Unsaid by Neil Abramson

Wow.  This is one of those books that has left me reeling.  I'm going to use the word beautiful here too.  There is both ugliness and beauty in this book, sadness and joy.  It contains a slowly revealing plot so I need to be careful not to reveal too much here. The fact that Helena has recently died of cancer is ugly and sad, but the fact that she is still there in spirit, still watching her husband, her pig, her dogs, her cats, her horses, her friends and co workers, watching them deal with their loss of her and reach out and bond with each other as a result, is beautiful.  Unfortunately for Helena, she can see, but she cannot touch.  She can hear, but cannot answer back.  

The two chimpanzees that are in lab captivity, one in the past, one in the present and the ensuing court case that follows is an ugly thing, but the emotional bonding between the chimpanzees' and their caregivers, the love that one can develop for an animal and the fight for that animal's life: beautiful.

The fact that a dog is dying on an operator table is heartbreaking and ugly, but the young boy with Asperger's who walks in and "feels" and vocalizes the dog's thoughts is so beautiful I struggled not to burst into tears.  The boy, Clifford, senses the dying dog's joy at seeing his beloved and formerly passed away human companion.  For me, this was the most moving moment in the entire novel. 

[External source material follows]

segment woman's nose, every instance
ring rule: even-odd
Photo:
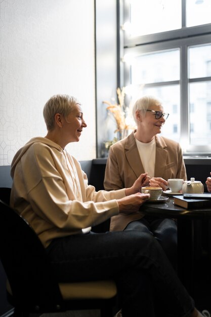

There's a man dealing with the loss of his wife, a single mother trying to provide her son with the best life possible despite his Asperger's, a woman fighting for the rights of a chimpanzee, and numerous animals dealing with grief in their own way.  And not to mention an amazing and thought evoking court trial involving the rights of animals. 

A wonderful scene takes place in le Cimetiere des Chiens, the land of dogs in Paris, France.  Apparently, Paris has a cemetery devoted to passed away pets.  It sounds wonderful.  It's going on my "places to visit before I die" list. 

A quote from Sir Walter Scott is mentioned in this part of the book.  "I have sometimes thought of the final cause of dogs having such short lives, and I am quite satisfied it is in compassion to the human race; for if we suffer so much in losing a dog after an acquaintance of ten or twelve years, what would it be if they were to live double that time?"

Favorite quote:  "My husband once told me that animals were put on this earth to help redeem us.  That must be hard work, but they n ever give up on us.  It would make sense to me that, when it's all over, they finally get to just enjoy the fruits of their labor."

I highly recommend this book to anyone who has loved a pet or felt strongly about animal rights.  Fans of John Grisham and legal thrillers will also enjoy it.  This book is scheduled for official release in August of next year.  I obtained an egalley thru netgalley, thus any of the above quotes may be different in the actual publication.